Introduction

Introduction to Probability

5 minute read

This section will introduce you to basic terminologies and definitions used in probability for AI & ML.
Probability Videos Playlist

💡 Why do we need to understand what is Probability ?

Because the world around us is very uncertain, and Probability acts as -
the fundamental language to understand, express and deal with this uncertainty.

For example:

Toss a fair coin, \(P(H) = P(T) = 1/2\)
Roll a die, \(P(1) = P(2) = P(3) = P(4) = P(5) = P(6) = 1/6\)
Email classifier, \(P(spam) = 0.95 ,~ P(not ~ spam) = 0.05\)

📘 Probability:
Numerical measure of chance or likelihood that an event will occur.

Range: \([0,1]\)
\(P=0\): Highly unlikely
\(P=1\): Almost certain

📘 Sample Space:
Set of all possible outcomes of an experiment.
Symbol: \(\Omega\)

For example:

Toss a fair coin, sample space: \(\Omega = \{H,T\}\)
Roll a die, sample space: \(\Omega = \{1,2,3,4,5,6\}\)
Choose a real number \(x\) from the interval \([2,3]\), sample space: \(\Omega = [2,3]\); sample size = \(\infin\)
Note: There can be infinitely many points between 2 and 3, e.g: 2.21, 2.211, 2.2111, 2.21111, …
Randomly put a point in a rectangular region; sample size = \(\infin\)
Note: There can be infinitely many points in any rectangular region.

\(P(\Omega) = 1\)

📘 Event:
An outcome of an experiment.
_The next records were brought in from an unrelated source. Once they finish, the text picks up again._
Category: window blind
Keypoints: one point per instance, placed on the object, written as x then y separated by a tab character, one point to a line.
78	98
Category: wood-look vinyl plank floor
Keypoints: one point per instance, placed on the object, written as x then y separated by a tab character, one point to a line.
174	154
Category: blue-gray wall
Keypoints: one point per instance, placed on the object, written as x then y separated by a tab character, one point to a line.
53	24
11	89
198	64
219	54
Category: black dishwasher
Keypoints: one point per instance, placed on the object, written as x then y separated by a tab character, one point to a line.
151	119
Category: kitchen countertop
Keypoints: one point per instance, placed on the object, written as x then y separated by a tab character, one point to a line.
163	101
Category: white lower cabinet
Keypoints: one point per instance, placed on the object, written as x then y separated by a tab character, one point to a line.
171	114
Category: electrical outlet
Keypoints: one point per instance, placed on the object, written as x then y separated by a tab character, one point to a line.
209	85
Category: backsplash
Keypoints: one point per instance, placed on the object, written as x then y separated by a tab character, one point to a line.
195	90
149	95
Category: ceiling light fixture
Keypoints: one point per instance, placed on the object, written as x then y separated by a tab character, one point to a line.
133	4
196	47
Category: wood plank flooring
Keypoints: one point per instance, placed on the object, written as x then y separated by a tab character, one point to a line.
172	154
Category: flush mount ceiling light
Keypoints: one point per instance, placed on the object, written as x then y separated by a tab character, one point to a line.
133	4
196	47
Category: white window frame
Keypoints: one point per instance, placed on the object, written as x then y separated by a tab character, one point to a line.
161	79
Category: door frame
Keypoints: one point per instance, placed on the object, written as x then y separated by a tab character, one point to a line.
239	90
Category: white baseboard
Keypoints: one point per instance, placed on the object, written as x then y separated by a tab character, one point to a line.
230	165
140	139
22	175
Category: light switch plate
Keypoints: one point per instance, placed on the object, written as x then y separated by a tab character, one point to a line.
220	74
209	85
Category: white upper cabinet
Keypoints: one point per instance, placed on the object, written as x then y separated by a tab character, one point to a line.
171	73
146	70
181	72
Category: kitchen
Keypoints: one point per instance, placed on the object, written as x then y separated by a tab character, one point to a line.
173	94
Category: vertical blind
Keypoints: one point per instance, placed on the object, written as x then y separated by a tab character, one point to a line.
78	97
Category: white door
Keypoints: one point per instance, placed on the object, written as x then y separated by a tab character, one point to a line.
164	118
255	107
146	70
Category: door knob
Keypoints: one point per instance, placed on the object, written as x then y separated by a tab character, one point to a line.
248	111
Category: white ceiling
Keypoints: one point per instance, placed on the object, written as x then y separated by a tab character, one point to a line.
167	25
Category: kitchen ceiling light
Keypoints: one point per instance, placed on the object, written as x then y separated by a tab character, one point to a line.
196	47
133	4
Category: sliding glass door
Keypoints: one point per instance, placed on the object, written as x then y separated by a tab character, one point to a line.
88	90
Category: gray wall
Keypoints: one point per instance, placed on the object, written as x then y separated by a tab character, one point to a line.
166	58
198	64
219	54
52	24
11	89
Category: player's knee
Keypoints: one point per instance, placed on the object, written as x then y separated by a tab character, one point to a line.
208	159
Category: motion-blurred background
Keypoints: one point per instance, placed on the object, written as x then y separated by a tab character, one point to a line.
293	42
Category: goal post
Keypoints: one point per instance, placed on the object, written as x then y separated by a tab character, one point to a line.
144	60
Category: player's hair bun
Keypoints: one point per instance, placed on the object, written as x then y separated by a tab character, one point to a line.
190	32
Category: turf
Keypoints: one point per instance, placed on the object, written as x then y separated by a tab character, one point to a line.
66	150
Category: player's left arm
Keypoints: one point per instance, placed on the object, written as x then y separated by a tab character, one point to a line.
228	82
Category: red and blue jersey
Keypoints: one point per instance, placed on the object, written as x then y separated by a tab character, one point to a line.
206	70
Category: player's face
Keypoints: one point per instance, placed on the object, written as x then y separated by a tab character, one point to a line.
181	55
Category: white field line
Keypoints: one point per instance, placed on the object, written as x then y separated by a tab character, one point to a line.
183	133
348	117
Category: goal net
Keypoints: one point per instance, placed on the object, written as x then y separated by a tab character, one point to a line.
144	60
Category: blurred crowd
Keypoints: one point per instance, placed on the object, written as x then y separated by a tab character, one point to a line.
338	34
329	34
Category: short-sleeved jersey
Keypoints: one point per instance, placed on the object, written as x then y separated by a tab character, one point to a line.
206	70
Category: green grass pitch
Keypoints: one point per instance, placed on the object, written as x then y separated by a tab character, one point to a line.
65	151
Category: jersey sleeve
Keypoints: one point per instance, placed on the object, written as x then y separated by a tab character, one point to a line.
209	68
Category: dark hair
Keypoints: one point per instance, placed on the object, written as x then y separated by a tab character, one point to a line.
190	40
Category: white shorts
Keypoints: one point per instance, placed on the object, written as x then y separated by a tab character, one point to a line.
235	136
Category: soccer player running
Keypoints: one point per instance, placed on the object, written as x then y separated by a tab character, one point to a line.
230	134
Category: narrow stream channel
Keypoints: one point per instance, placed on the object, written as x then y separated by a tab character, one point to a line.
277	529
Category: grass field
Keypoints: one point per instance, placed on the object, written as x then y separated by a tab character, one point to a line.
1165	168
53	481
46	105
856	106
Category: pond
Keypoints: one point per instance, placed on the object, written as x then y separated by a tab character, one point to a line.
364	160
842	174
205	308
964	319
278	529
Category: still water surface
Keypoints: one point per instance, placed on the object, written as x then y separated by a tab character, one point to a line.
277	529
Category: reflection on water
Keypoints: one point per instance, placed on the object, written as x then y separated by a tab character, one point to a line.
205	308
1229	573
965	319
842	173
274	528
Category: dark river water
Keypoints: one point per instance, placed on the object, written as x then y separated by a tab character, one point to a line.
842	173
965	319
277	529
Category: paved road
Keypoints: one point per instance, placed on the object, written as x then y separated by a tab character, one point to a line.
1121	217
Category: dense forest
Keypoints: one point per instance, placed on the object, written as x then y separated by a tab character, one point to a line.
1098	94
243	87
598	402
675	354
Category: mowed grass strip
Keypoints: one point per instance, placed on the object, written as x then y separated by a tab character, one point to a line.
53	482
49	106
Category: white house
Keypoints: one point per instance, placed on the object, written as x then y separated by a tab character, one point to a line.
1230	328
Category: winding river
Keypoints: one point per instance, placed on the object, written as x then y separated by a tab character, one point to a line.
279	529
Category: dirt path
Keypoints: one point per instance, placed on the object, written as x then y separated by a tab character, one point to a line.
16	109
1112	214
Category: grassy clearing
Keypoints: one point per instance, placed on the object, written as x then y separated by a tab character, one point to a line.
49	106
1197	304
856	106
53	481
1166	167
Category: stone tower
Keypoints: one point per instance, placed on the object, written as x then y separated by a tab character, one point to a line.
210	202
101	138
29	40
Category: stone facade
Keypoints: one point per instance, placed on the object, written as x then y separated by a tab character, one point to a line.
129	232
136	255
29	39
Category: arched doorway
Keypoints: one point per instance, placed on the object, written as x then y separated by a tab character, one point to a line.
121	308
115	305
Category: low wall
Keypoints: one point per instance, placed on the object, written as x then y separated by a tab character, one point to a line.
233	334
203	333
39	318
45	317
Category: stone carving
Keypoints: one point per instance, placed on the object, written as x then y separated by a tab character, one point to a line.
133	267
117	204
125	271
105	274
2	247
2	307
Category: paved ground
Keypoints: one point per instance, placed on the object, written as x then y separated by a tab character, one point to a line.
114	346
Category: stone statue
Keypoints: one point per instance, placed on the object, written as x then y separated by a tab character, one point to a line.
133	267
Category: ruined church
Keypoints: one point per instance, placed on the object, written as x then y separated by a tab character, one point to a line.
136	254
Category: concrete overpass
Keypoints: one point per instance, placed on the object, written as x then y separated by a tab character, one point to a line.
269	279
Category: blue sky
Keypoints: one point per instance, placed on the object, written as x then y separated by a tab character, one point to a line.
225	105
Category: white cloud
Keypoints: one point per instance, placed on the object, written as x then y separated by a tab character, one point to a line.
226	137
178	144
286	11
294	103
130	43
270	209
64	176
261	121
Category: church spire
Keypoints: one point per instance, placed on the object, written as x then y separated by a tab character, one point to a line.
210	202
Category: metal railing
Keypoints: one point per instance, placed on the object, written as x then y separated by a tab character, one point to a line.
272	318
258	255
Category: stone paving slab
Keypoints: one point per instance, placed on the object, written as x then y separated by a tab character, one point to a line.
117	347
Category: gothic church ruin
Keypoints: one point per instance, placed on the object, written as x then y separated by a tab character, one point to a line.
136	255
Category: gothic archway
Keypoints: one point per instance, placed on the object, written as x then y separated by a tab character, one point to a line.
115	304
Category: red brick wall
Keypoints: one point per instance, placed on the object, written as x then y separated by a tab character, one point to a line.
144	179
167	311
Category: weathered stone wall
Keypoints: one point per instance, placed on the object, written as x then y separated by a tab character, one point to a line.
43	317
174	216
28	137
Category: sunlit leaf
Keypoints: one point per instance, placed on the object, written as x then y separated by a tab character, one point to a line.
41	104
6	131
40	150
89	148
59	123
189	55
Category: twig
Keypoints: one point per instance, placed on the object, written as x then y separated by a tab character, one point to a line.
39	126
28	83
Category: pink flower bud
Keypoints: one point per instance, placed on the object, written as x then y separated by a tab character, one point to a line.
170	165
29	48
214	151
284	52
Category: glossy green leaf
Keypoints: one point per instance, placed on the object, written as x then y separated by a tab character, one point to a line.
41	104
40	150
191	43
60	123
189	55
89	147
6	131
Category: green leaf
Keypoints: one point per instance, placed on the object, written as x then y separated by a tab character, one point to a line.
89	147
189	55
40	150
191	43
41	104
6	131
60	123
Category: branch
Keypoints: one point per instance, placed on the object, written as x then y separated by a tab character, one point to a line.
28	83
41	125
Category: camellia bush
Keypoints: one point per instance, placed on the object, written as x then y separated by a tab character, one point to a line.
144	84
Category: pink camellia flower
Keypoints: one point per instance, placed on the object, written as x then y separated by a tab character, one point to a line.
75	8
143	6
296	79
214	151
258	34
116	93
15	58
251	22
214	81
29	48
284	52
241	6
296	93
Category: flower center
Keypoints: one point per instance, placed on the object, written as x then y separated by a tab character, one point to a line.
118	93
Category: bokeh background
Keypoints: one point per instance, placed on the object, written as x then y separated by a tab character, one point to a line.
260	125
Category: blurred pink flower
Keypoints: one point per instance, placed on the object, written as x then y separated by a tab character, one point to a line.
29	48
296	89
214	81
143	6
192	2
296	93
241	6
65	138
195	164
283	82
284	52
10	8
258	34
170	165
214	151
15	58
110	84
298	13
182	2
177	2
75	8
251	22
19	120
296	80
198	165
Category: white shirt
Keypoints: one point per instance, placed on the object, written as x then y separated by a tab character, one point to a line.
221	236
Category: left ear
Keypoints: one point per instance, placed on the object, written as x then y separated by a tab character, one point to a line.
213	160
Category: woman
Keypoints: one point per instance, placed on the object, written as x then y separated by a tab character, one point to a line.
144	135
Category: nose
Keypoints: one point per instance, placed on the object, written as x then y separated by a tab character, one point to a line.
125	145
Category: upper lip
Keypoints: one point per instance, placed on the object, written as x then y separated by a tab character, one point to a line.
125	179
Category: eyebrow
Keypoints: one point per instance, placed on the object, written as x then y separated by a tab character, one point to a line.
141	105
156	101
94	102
A subset of all possible outcomes.
A,B,…⊆Ω

For example:

Toss a fair coin, set of possible outcomes: \(\{H,T\}\)
Roll a die, set of possible outcomes: \(\{1,2,3,4,5,6\}\)
Roll a die, event \(A = \{1,2\} => P(A) = 2/6 = 1/3\)
Email classifier, set of possible outcomes: \(\{spam,not ~spam\}\).

📘 Discrete:
Number of potential outcomes from an experiment is countable, distinct, or can be listed in a sequence, even if infinite i.e countably infinite.

For example:

Toss a fair coin, possible outcomes: \(\Omega = \{H,T\}\)
Roll a die, possible outcomes: \(\Omega = \{1,2,3,4,5,6\}\)
Choose a real number \(x\) from the interval \([2,3]\) with decimal precision, sample space: \(\Omega = [2,3]\).
Note: There are 99 real numbers between 2 and 3 with 2 decimal precision i.e from 2.01 to 2.99.
Number of cars passing a specific traffic signal in 1 hour.

📘 Continuous:
Potential outcomes from an experiment can take any value within a given range or interval, representing an uncountably infinite set of possibilities.

For example:

A line segment between 2 and 3 - forms a continuum.
Randomly put a point in a rectangular region.

graph TD
    A[Sample Space] --> |Discrete| B(Finite)
    A --> C(Infinite)
    C --> |Discrete| D(Countable)
    C --> |Continuous| E(Uncountable)

📘 Mutually Exclusive (Disjoint) Events:
Two or more events that cannot happen at the same time.
No overlapping or common outcomes.
If one event occurs, then the other event does NOT occur.

For example:

Roll a die, sample space: \(\Omega = \{1,2,3,4,5,6\}\)
Odd outcome = \(A = \{1,3,5\}\)
Even outcome = \(B = \{2,4,6\}\) are mutually exclusive.

\(P(A \cap B) = 0\)
Since, \(P(A \cup B) = P(A) + P(B) - (P(A \cap B)\)
Therefore, \(P(A \cup B) = P(A) + P(B)\)

Note: If we know that event \(A\) has occurred, then we can say for sure that the event \(B\) did NOT occur.

📘 Independent Events:
Two events are independent if the occurrence of one event does NOT impact the outcome of the other event.

For example:

Roll a die twice , sample space: \(\Omega = \{1,2,3,4,5,6\}\)
Odd number in 1st throw = \(A = \{1,3,5\}\)
Odd number in 2nd throw = \(B = \{1,3,5\}\)
Note: A and B are independent because whether we get an odd number in 1st roll has NO impact of getting an odd number in second roll.

\(P(A \cap B) = P(A)*P(B)\)

Note: If we know that event \(A\) has occurred, then that gives us NO new information about the event \(B\).

💡 Does \(P=0\) mean that the event is impossible or improbable ?

No, it means that the event is highly unlikely to occur.

Lets understand this answer with an example..

💡 What is the probability of choosing a real number, say 2.5, from the interval \([2,3]\) ?

Probability of choosing exactly one point on the number line or a real number, say 2.5,
from the interval \([2,3]\) is almost = 0, because there are infinitely many points between 2 and 3.

Also, we can NOT say that choosing exactly 2.5 is impossible, because it exists there on the number line.
But, for all practical purposes, \(P(2.5) = 0\).

Therefore, we say that \(P=0\) means “Highly Unlikely” and NOT “Impossible”.

Extending this line of reasoning, we can say that probability of NOT choosing 2.5, \(P(!2.5) = 1\).
Theoretically yes, because there are infinitely many points between 2 and 3.
But, we cannot say for sure that we cannot choose 2.5 exactly.
There is some probability of choosing 2.5, but it is very small.

Therefore, we say that \(P=1\) means “Almost Sure” and NOT “Certain”.

Now, lets also see another example where \(P=0\) means Impossible and \(P=1\) means Certain.

💡 What is the probability of getting a 7 when we roll a 6 faced die ?

Here, in this case we can say that \(P(7)=0\) and that means Impossible.

Similarly, we can say that \(P(get ~any ~number ~between ~1 ~and ~6)=1\) and \(P=1 => \) Certain.

End of Introduction